JONNY APPLESEED, un roman de Joshua Whitehead.


Vivant hors réserve et cherchant tant bien que mal à s’acclimater à la vie urbaine, Jonny devient travailleur du cybersexe pour gagner sa vie. Il a devant lui très exactement une semaine avant de devoir rentrer à la réserve pour assister aux funérailles de son beau-père.
Les sept jours qui suivent se déclinent comme un rêve enfiévré : histoires d’amour, traumatismes, sexe, liens familiaux, désirs et ambitions, souvenirs déchirants de sa kokum (grand-mère) si chère, etc. La vie de Jonny consiste en une série de ruptures, mais aussi de liens inextricables. Tout en se préparant au retour à la maison, Jonny tente de rassembler les divers morceaux de sa vie.

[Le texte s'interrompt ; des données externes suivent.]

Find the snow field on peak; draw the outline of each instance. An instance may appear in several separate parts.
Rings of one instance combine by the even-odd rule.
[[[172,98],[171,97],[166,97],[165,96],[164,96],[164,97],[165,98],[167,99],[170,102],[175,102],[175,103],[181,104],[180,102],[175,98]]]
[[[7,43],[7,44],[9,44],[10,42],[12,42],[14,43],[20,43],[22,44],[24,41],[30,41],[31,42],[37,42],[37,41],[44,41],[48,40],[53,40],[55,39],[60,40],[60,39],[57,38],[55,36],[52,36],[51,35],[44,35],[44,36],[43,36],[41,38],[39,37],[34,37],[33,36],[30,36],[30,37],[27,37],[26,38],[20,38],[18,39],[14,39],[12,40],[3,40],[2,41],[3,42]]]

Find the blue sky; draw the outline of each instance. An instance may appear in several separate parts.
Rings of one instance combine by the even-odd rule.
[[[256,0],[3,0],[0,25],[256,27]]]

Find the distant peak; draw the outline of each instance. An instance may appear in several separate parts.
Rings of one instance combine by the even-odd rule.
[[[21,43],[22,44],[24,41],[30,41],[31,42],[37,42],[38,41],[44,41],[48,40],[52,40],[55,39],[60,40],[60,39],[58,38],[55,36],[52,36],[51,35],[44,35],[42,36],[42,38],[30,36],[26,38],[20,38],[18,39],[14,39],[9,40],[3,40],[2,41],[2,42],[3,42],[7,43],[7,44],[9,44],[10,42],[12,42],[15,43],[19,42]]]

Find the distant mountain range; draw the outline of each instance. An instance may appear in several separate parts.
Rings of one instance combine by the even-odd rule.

Je continue mon exploration de la littérature des Premières Nations et ce roman a une aura singulière. Une aura émouvante qui m’a entrainée aux côtés d’un héros, cela serait mal de dire non-conformiste, un héros lumineux et transcendant.
Jonny a grandi dans la réserve. Auprès de sa kokum (grand-mère), une femme extraordinaire et attachante. Jonny est ce petit garçon particulier qui découvre très tôt qu’il aime les hommes, il aimera plus tard, en grandissant, devenir une femme. La réserve est un endroit malsain où cette particularité irrite au plus haut point. Les sarcasmes, les moqueries sont ouvertement balancés. Jonny s’épanouit malgré tout et devient cet homme/femme assumé qui va s’extraire, un peu, de son monde. Il quitte la réserve et s’installe en ville. Pour survivre, manger, boire de l’alcool, pour s’amuser, pour fumer, il devient un travailleur du cybersexe. Le décès de son beau-père déclenche ce quelque chose d’improbable. Telle une « madeleine de Proust », les souvenirs de son enfance, de son adolescence, de sa kokum, de sa mère, de ses amis, surgissent tel un flot parfois mélancolique, joyeux, tendre.

 

Jonny se définit comme un NDN (indien) bi-spirituel. Un terme moderne au sein d’une nation qui par son anéantissement prend la mesure de la singularité.

 

C’est un roman dont il m’est difficile de mettre les mots. Un roman qui est à la fois déchirant et merveilleux. Un roman dont sa force tire du passé et du présent, à la conjecture de deux mondes qui s’entrechoquent encore aujourd’hui mais où les perdant son désignés. Il y a cette notion de hargne, de s’affranchir et de s’autoproclamer. Il y a cette notion de temps qui fuit et qui retient, un préjudice qu’ils acceptent. Une lecture qui va au-delà des aprioris, qui va bien, bien, au-delà de l’identité, qui va au-delà de toute beauté, de toute laideur, un roman tout simplement magnifique.

 

Un roman qui puisse sa force inaltérable dans cet instant T et dans ces instants du passé. Un roman tournait, malgré toute cette douleur, vers le futur insufflant cet espoir véritable.

 

Joshua Whitehead retient le lecteur en captivité, s’épanchant avec malice et surprise sur sa vie polychrome.

 

Un roman bluffant et sans filtre !

 

Il y a de ces sons qui me font toujours mal et l’un d’entre eux est le son de ma mère qui pleure. On dirait qu’elle est toujours en train au téléphone avec quelqu’un qui est soit mourant soit souffrant, ou qui connaît quelqu’un qui l’est. Il n’y a pas assez de blagues dans le monde pour que j’arrête de ressentir. Je crois que c’est pour cette raison qu’elle prend un coup et pour la même raison que je fais pareil des fois. Mais malgré ses épisodes de débauche, j’adore me retrouver avec ma mère. Comme avec ma kokum, j’avais l’habitude de l’observer se maquiller pour ses soirées, et le processus me plaisait d’autant plus que Maman optait souvent pour un look plus drag que naturel. Elle avait le don pour l’expérimentation quand venait le temps de se refaire la face au complet avec des produits de pharmacie et un moignon de crayon à lèvres gros comme un ongle. ma mère tirait une grande fierté de sa routine maquillage. Un soir, elle m’avait méticuleusement expliqué sa méthode.